P values - you (and I) are getting it wrong

7 minute read

*I’m neither a statistician nor a researcher; let me know if my summary below is inaccurate*

Most of us have studied about p values in a Statistics class at some point. Most of us think we understood enough then; we passed our class after all. Most of us are very wrong.

Because of widespread p value misuse, some scientists are speaking out against the application of p values in research:

We are not calling for a ban on P values. Nor are we saying they cannot be used as a decision criterion in certain specialized applications (such as determining whether a manufacturing process meets some quality-control standard). And we are also not advocating for an anything-goes situation, in which weak evidence suddenly becomes credible. Rather, and in line with many others over the decades, we are calling for a stop to the use of P values in the conventional, dichotomous way — to decide whether a result refutes or supports a scientific hypothesis

The authors are asking to change the perception of p values as the ‘one thing’ that determines if research result is accepted or not. They go on to describe their rationale, and also outline some alternatives, which I’ll come to in a bit.

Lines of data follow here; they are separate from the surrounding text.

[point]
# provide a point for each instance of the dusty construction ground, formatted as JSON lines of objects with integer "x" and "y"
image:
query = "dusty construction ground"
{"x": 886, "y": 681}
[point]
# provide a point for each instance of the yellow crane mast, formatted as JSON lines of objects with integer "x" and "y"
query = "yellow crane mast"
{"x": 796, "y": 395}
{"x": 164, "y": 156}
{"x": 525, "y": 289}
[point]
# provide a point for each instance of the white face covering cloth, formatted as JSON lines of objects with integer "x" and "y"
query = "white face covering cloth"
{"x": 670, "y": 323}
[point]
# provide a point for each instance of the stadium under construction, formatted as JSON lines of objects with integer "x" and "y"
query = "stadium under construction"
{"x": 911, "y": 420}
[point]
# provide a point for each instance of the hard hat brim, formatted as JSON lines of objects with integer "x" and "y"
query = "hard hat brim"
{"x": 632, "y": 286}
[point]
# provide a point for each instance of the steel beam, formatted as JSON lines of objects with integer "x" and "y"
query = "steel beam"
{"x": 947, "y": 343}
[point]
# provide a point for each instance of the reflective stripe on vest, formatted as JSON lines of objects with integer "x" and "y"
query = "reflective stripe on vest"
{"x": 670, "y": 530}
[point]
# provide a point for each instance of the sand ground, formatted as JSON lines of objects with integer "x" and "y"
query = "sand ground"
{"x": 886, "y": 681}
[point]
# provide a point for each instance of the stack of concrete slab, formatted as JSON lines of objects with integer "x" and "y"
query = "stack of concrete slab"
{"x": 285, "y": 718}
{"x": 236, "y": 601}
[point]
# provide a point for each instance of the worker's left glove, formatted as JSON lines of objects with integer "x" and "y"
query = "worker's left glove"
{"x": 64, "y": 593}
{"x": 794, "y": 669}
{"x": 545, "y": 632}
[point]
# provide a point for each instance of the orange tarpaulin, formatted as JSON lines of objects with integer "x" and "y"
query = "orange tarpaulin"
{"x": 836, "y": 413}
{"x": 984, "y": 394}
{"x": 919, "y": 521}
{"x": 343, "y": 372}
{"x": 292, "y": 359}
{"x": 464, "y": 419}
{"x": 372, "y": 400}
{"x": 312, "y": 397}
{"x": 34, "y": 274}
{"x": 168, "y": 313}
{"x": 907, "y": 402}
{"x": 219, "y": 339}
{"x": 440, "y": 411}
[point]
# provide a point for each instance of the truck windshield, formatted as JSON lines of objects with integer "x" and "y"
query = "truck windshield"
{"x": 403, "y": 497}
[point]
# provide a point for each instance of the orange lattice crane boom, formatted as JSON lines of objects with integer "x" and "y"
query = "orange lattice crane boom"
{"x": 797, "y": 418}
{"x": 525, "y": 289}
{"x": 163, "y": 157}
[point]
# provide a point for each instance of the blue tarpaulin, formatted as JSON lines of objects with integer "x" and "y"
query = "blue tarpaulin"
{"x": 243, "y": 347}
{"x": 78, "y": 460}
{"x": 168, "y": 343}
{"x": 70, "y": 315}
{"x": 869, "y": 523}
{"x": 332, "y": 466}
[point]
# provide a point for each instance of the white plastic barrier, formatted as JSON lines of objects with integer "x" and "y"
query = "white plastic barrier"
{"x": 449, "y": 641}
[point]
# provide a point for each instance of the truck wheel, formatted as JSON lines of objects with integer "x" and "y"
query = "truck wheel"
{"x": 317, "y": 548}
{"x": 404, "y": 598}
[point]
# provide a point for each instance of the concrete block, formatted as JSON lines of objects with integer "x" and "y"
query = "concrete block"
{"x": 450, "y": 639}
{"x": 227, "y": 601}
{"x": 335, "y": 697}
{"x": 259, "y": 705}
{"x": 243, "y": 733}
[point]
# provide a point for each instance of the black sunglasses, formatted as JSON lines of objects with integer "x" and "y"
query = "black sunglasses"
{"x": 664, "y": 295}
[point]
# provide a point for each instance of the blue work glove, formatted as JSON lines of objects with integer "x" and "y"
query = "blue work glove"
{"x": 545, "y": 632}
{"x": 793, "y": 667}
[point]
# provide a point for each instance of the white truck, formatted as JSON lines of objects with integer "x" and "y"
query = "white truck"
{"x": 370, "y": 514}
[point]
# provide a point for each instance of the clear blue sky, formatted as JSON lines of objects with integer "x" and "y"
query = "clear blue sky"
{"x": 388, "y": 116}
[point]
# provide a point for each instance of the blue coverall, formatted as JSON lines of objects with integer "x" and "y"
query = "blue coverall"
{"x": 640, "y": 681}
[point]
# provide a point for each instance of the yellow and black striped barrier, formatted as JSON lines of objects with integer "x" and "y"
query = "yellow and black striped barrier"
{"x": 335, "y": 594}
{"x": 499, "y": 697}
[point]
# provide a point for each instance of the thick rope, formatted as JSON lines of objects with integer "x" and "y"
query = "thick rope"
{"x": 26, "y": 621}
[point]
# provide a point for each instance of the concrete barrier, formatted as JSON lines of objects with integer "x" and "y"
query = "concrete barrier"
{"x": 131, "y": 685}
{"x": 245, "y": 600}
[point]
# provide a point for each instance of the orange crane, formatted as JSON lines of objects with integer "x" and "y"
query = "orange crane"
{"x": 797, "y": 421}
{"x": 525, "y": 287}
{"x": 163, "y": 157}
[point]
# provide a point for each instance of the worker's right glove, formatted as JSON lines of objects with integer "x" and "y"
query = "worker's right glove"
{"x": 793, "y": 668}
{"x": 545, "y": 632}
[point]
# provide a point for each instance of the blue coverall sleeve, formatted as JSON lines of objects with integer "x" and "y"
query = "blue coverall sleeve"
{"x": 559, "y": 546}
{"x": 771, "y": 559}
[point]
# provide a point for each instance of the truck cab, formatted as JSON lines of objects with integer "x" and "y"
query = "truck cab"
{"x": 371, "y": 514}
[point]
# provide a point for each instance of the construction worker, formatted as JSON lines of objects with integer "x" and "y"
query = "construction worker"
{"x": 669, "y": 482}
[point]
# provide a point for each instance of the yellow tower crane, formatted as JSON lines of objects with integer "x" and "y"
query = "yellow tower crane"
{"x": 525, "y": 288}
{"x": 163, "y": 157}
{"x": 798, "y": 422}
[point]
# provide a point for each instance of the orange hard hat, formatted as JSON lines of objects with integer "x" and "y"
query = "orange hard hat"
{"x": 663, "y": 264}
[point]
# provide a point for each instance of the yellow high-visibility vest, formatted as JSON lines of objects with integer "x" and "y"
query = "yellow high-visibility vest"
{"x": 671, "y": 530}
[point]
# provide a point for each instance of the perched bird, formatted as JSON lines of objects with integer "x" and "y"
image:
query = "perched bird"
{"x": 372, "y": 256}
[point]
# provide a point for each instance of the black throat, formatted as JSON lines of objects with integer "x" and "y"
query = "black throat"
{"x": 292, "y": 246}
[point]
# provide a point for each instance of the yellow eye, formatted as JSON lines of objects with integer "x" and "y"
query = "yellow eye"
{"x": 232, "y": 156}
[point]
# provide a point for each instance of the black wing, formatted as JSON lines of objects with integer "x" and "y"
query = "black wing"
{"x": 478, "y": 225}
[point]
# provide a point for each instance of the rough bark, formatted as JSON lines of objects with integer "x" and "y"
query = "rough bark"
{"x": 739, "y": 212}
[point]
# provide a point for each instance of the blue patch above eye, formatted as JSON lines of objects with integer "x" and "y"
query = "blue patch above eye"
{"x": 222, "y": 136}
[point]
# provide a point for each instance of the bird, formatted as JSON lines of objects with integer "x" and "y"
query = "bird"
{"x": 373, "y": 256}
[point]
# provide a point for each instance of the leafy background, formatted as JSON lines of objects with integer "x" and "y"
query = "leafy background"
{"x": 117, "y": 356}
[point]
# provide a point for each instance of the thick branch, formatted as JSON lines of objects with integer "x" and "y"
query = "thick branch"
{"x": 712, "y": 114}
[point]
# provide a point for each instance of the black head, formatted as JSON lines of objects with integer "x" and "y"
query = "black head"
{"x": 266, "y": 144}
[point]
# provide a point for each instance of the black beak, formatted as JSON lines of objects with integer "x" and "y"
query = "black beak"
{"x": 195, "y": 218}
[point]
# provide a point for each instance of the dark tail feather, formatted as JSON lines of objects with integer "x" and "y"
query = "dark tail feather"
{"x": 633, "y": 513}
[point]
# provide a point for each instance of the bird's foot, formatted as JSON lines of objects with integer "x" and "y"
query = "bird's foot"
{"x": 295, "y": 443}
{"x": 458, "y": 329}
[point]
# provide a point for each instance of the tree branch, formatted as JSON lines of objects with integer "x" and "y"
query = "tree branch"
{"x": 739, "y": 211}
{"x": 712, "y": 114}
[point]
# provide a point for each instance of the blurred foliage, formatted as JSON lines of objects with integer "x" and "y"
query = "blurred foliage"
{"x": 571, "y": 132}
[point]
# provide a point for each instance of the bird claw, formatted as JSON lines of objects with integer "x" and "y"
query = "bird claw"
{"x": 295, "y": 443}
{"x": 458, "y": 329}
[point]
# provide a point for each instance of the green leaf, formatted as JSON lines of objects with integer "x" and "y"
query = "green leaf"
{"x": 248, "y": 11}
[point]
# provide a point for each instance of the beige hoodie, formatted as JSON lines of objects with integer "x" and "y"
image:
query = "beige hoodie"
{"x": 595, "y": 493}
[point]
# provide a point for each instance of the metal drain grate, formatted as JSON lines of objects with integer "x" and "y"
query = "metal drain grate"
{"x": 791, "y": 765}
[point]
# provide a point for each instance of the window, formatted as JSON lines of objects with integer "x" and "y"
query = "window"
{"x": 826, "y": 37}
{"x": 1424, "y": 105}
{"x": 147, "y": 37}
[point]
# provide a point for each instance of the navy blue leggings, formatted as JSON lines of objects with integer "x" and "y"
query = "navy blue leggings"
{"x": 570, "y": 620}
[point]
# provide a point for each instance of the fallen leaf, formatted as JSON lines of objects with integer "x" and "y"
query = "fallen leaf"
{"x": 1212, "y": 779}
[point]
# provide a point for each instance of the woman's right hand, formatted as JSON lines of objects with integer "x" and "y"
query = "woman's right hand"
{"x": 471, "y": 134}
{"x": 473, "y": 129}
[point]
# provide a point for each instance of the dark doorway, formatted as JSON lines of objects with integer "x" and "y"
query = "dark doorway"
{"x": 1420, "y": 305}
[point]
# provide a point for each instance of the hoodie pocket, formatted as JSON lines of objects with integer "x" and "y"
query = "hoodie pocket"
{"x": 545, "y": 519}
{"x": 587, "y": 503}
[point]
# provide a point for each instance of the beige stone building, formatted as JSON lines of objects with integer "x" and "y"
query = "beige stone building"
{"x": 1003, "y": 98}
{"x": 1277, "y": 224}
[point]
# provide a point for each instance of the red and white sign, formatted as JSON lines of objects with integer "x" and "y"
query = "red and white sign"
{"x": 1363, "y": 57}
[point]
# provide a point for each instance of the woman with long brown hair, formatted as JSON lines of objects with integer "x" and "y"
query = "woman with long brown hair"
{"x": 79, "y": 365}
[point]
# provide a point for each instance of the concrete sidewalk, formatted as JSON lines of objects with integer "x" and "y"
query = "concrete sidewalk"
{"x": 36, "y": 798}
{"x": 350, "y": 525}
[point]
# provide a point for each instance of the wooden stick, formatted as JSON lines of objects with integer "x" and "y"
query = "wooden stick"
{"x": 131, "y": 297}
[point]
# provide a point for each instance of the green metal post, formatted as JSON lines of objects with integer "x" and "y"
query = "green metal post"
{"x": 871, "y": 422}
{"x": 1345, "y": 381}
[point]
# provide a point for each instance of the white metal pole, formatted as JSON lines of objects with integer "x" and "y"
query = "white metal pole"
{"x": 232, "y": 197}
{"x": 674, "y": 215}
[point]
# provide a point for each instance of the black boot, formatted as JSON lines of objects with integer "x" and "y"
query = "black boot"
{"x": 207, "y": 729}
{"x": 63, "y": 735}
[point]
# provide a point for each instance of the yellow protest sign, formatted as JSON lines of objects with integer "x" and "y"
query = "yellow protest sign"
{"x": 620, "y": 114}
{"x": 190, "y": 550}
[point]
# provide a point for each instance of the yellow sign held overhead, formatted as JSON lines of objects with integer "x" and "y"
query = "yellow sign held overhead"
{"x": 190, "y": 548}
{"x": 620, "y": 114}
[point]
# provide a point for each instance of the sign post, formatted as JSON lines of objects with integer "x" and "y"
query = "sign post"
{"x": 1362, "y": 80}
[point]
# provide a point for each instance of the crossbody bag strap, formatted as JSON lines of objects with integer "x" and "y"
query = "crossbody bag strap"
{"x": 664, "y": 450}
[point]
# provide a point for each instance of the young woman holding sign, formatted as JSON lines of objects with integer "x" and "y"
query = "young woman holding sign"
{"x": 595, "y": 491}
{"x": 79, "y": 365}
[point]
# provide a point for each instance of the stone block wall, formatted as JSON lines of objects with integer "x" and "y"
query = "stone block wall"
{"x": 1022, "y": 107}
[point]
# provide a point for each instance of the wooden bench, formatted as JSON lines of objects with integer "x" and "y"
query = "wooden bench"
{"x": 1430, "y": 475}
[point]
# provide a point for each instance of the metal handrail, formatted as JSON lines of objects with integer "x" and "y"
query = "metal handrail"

Firstly though, to better understand what they’re arguing for, we should refresh our memory on what p values are [1]:

a measure of how surprising a result is, given assumptions about an experiment, including that no effect exists. Whether a P value falls above or below an arbitrary threshold demarcating ‘statistical significance’ (such as 0.05) decides whether hypotheses are accepted, papers are published and products are brought to market.

So we do some math around our results, get a number X, and then reject our null hypothesis if our number X is <0.05, implying credibility for our alternate hypothesis [2]. The process itself seems mechanical but somewhat understandable. The problem comes with interpreting what we’ve just done. Is X the probability that you’re making a mistake by rejecting the null hypothesis? Is X the probability of you being wrong when accepting the alternate hypothesis? Is 1 - X the probability you’re right?

None of the above interpretations are correct, showing how stats can be non-intuitive, and why not even scientists for meta-science can explain what p values mean intuitively:

We want to know if results are right, but a p-value doesn’t measure that. It can’t tell you the magnitude of an effect, the strength of the evidence or the probability that the finding was the result of chance.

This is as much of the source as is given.